In an interview with HCPLive, Zobair Younossi, MD, MPH, professor and chairman of the Global NASH Council, makes a clear and urgent case that the time to implement NIT-based risk stratification for MASLD is now.
While no test is perfect, he argues the data are sufficiently strong to support widespread adoption across clinical settings, most recently from his trio of sequentially published papers on how NITs perform across regions, how well they predict liver-related outcomes compared with biopsy, and how their accuracy varies in key subgroups.
“I think we should adopt it now,” Younossi said. “The data is not perfect, but it's pretty good, and these tests should be adopted in every clinical practice.”
He stresses that waiting for a flawless diagnostic tool risks further delay in addressing a disease that is already a leading cause of liver transplantation and hepatocellular carcinoma in the United States. Instead, he calls for implementation across primary care, endocrinology, diabetology, gastroenterology, and hepatology. MASLD, he notes, should be viewed similarly to other diabetes-related complications. Just as clinicians routinely screen for retinopathy and nephropathy, liver risk assessment should become standard practice in patients with metabolic disease.
At the same time, he notes that important gaps remain. While current NITs are highly effective for identifying advanced fibrosis, they are less precise in detecting patients with earlier yet clinically meaningful stage 2 (F2) fibrosis. Younossi points to ongoing work leveraging large datasets, machine learning, and artificial intelligence to develop more refined combination algorithms and calls for a paradigm shift in drug development.
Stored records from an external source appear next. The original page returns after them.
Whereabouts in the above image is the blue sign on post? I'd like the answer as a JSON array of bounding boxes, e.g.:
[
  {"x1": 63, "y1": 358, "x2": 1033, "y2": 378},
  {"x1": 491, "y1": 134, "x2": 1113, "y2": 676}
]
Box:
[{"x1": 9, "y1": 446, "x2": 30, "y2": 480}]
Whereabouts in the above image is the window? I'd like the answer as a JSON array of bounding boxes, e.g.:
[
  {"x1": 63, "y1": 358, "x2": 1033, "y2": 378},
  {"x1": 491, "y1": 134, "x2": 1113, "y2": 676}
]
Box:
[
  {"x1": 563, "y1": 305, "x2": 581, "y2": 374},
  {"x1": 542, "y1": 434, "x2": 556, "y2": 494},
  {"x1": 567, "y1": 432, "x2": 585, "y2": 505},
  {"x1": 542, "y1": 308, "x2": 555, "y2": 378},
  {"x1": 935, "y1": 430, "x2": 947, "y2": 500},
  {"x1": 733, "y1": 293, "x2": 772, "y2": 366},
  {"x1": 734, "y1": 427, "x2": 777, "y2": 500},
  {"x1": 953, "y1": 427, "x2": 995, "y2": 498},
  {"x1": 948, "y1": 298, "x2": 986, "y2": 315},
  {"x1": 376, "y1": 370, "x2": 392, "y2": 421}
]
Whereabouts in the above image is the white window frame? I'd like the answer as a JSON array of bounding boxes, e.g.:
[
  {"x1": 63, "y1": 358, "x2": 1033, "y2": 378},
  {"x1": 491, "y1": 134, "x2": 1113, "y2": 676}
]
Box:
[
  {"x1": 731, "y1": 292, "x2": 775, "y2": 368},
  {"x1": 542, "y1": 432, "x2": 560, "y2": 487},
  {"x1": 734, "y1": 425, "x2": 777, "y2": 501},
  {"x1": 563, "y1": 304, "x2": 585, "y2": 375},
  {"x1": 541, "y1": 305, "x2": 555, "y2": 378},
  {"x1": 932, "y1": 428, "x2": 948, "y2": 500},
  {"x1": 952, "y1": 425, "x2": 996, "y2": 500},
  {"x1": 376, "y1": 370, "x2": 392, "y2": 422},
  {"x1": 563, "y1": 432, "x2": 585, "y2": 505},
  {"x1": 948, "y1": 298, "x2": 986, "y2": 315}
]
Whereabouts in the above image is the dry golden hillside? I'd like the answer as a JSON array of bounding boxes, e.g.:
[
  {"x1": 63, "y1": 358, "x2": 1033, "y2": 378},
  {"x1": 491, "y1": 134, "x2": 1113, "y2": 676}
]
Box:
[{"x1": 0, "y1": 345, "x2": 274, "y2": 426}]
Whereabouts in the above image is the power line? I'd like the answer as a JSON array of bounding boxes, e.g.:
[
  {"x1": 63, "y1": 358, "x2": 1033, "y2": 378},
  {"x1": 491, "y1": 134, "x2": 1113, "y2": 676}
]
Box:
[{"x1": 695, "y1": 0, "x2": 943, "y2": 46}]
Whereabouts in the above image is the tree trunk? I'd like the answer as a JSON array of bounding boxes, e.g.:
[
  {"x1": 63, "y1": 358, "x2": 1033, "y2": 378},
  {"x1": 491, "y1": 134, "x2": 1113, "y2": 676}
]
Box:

With NITs now guiding real-world clinical decisions, he argues that clinical trials should move away from mandatory biopsy-based enrollment and instead transition toward NIT-based designs that better reflect contemporary practice.
He also notes that barriers to adoption extend beyond diagnostics, with awareness remaining a major challenge requiring education at multiple levels: provider, public health policy, and global health leadership.
“I think in the next 5 years, you'll see additional drugs and more help for patients with progressive MASH,” Younossi said. “In that context, I think it’s going to be very important that we identify those patients, we develop care pathways where we connect these patients who are at risk with a care provider that will not only give them advice and properly manage their cardiometabolic risks with diet, exercise, and also the medication that we have available for diabetes and hypertension, but also, if they are candidates for treatment with MASH drugs, that they're offered. We'll have more drugs in the pipeline, and hopefully we'll have patients ready by then.”
Editors’ Note: Younossi reports relevant disclosures with Intercept, Cymabay, Boehringer Ingelheim, Ipsen, BMS, GSK, Novo Nordisk, Siemens, Madridgal, Merck, Aligos, Akero, Sanofi and Abbott.